When I was younger, a good friend and I decided to play a prank on a girl in the neighborhood. It was about 2 in the morning (I was sleeping over at his house), and we decided to take a piece of paper and write the hate note made famous by the movie, “The Little Rascals,” leave it on the doorstep, ring the doorbell and run:
“Dear , I hate your stinking guts. You make me vomit. You are scuuuuuum between my toes…”
Little did we know, we actually wrote the note on the back of my buddy’s brother’s wedding announcement…
We woke up to a very angry phone call. I was ordered home right away, where my dad was waiting for me in the front yard. He said that he was going to escort me over to the girl’s house, where I was to apologize to her and her parents. After the apology, on the return walk of shame back to my house, my dad explained: “You know, what you do isn’t just a reflection of you, but those around you, like your family and friends.” I quickly learned the lesson of guilt by association – even if you aren’t a bad person, the people you surround yourself with might make you seem like a bad person…
I am a millennial. Technically, I’m part of the “entitlement generation,” or Generation Y (whatever you want to call it). But the “entitlement” aspect of my generation bothers me, and I know plenty of other millennials that are bothered as well. We believe in hard work, responsibility and accountability. But are we guilty by association? What can we do to set ourselves apart from the stereotype of being lazy and entitled? Watch this video, you’ll understand who I’m talking about a little better
This really is a question, by the way. I would love to know what you think.
One of my favorite people in history, Abraham Lincoln, said, “Things may come to those who wait, but only the things left by those who hustle.” Our generation needs more of us that are willing to hustle. To go against the entitlement stereotype. To be known as the hardworking, motivated young people that we know we are, and not the generation who’s parents apply for jobs for us and call potential employers, angry because “little Johnny deserves that job!” (True story)
Just like little Johnny deserved a trophy even though he lost the baseball game?
Should your boss really have to send your mom a letter, saying what a great job you’re doing at work? (watch the video above if you haven’t) I would hope many of you would emphatically say NO! But how can we best set ourselves apart? It’s something that I’ve been wrestling with for a while…
There has been a big topic lately of how companies will have to adjust everything they do in order to accommodate the millennial generation when they enter the work force. For some employers, the very term “Millennial” or “Generation Y” causes an instant headache. The stereotype that follows our generation wherever we go is that we feel “entitled” to everything we want/need. If we go to college, we are entitled to a very well paying job afterward, with a lot of room for rapid advancement and leadership in the workplace. If you, an employer, cannot give that to us right away, we’ll leave you in the dust to find someone who will. Oh, and we want more vacation time. And a raise.
But not all of us are stereotypical millennials!
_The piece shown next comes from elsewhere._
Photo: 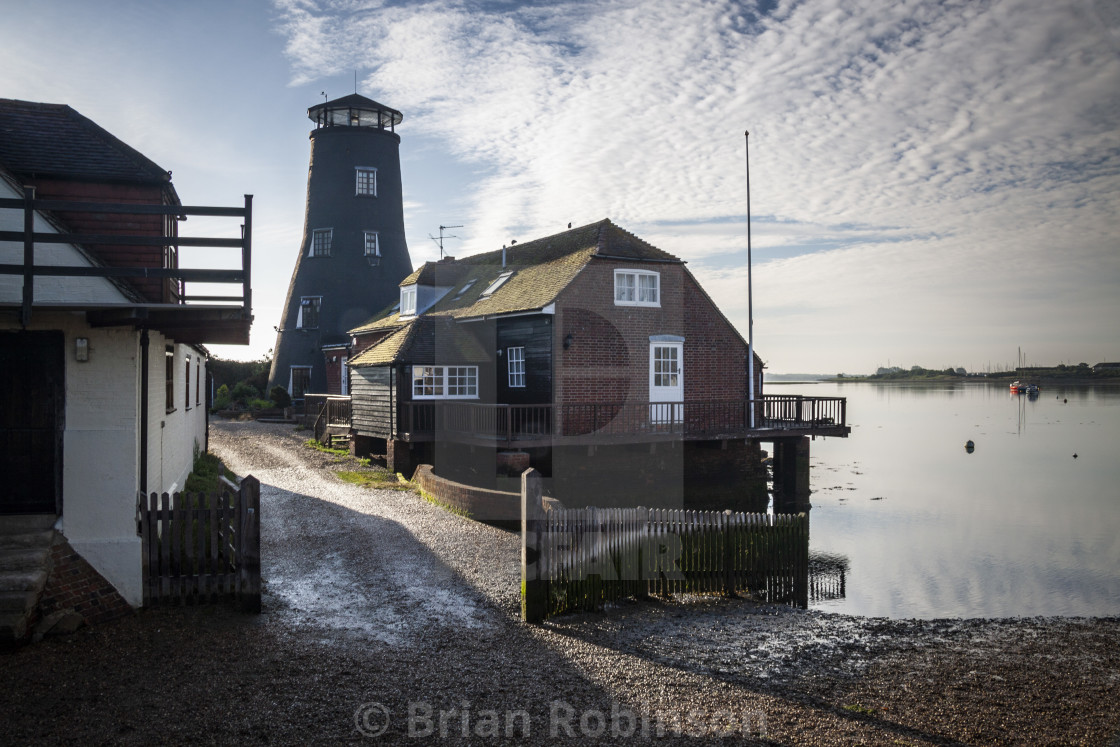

So if I could say something to that effect – Employers: We are young and full of great ideas. We have never known life without the internet and technology. We have a lot of skills that we can bring to a job. We are the highest educated generation in all of history. Most of us are just like you were when you were our age – We have dreams of being the CEO/President/Owner/Operator successful-in-life entrepreneurial person that you are. Some in our generation are entitled.
If you are a millennial, speak up! It is OK to distinguish yourself. If you are entering the job market, make sure that the impression you leave is nothing short of convincing; that you break the millennial mold. The Baby Boomers and Gen X are already retiring or will be soon – they want to leave their companies in the hands of the most responsible, trustworthy, hardest working among the Millennial generation. Be that guy/girl. Don’t be guilty by association just because you are a Millennial – you are the un-entitled.